Vulcanize for 30 minutes. Test piece 2 The above reinforcing fibers were arranged without gaps between rubber sheets with a thickness of 3 mm, width of 25.4 mm, and length of 100 mm, pressed, and vulcanized at 160°C for 20 minutes. Using this test piece 1, the number of times it was bent until it broke was measured using a bending fatigue tester at room temperature. This test piece 2 was measured at 50mm/
The adhesive force was measured by peeling at a pulling speed of min. The results of the above tests are shown in the attached table. (Comparative example) Using only the first and second liquids of the above example, the third liquid
The same experiment was conducted without using the liquid (Comparative Example 1). A similar experiment was also conducted in the case where the first liquid of the example was used and the second and third liquids were not used at all (Comparative Example 2). The results of these experiments are shown in the attached table.

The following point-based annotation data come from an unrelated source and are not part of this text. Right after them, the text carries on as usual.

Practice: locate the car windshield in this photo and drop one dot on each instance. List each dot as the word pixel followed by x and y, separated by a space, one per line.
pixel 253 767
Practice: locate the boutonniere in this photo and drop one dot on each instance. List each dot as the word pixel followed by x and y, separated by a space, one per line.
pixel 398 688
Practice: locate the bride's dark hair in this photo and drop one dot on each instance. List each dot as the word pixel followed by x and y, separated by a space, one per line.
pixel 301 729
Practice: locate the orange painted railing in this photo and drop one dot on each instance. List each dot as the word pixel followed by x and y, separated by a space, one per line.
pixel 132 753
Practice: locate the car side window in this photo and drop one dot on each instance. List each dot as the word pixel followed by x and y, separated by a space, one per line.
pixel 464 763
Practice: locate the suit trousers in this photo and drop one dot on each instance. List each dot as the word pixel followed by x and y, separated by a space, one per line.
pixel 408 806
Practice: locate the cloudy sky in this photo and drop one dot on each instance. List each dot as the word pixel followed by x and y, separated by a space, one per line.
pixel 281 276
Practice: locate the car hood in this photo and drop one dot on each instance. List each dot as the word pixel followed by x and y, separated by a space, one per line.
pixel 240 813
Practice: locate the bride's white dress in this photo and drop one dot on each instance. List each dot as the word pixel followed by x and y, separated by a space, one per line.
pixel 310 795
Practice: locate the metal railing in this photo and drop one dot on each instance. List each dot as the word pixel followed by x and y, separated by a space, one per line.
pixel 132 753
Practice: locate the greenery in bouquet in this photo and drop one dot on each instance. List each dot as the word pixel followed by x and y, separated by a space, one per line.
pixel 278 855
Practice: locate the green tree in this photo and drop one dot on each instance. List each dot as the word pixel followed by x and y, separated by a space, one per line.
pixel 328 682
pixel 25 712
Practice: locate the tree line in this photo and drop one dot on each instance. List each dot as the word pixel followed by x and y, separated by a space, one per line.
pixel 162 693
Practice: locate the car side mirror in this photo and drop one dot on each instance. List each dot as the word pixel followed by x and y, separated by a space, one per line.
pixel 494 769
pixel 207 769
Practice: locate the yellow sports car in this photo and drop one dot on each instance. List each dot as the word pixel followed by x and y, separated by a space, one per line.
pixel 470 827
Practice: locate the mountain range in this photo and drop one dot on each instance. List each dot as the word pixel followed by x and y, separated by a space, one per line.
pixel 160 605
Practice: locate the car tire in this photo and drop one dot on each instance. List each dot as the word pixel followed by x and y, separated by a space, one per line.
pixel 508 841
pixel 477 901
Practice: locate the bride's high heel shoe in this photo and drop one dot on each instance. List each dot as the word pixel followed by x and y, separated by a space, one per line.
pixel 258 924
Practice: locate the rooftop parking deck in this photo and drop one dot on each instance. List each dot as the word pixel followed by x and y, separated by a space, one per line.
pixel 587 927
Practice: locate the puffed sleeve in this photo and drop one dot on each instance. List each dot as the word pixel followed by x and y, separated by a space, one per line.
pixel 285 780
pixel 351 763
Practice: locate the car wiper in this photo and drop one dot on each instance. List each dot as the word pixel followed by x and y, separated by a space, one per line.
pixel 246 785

[Table] (Effects of the invention) Even when used for a long time under conditions that provide repeated bending strength, the decrease in adhesive strength is small, and even when chlorosulfonated polyethylene, hydrogenated nitrile rubber, etc. are used as the matrix rubber, the adhesive strength is large. It has great strength and greatly improves bending fatigue resistance.

Claims (1)

[Scope of Claims] 1. In a rubber reinforcing fiber for reinforcing matrix rubber, a halogen-containing polymer, an isocyanate, etc. A rubber reinforcing fiber comprising: a second layer containing the same rubber as the matrix rubber; and a third layer containing the same rubber as the matrix rubber formed on the second layer. 2. The rubber reinforcing fiber according to claim 1, wherein the second layer contains a halogen-containing polymer, an isocyanate, and a vulcanizing agent. 3. The rubber reinforcing fiber according to claim 1, wherein the second layer contains a halogen-containing polymer, an isocyanate, a vulcanizing agent, carbon black, or an inert fine powder such as silica. 4. The rubber reinforcing fiber according to claim 1, 2 or 3, wherein the third layer contains the same rubber as the matrix rubber, a vulcanizing agent, carbon black, or inert fine powder such as silica.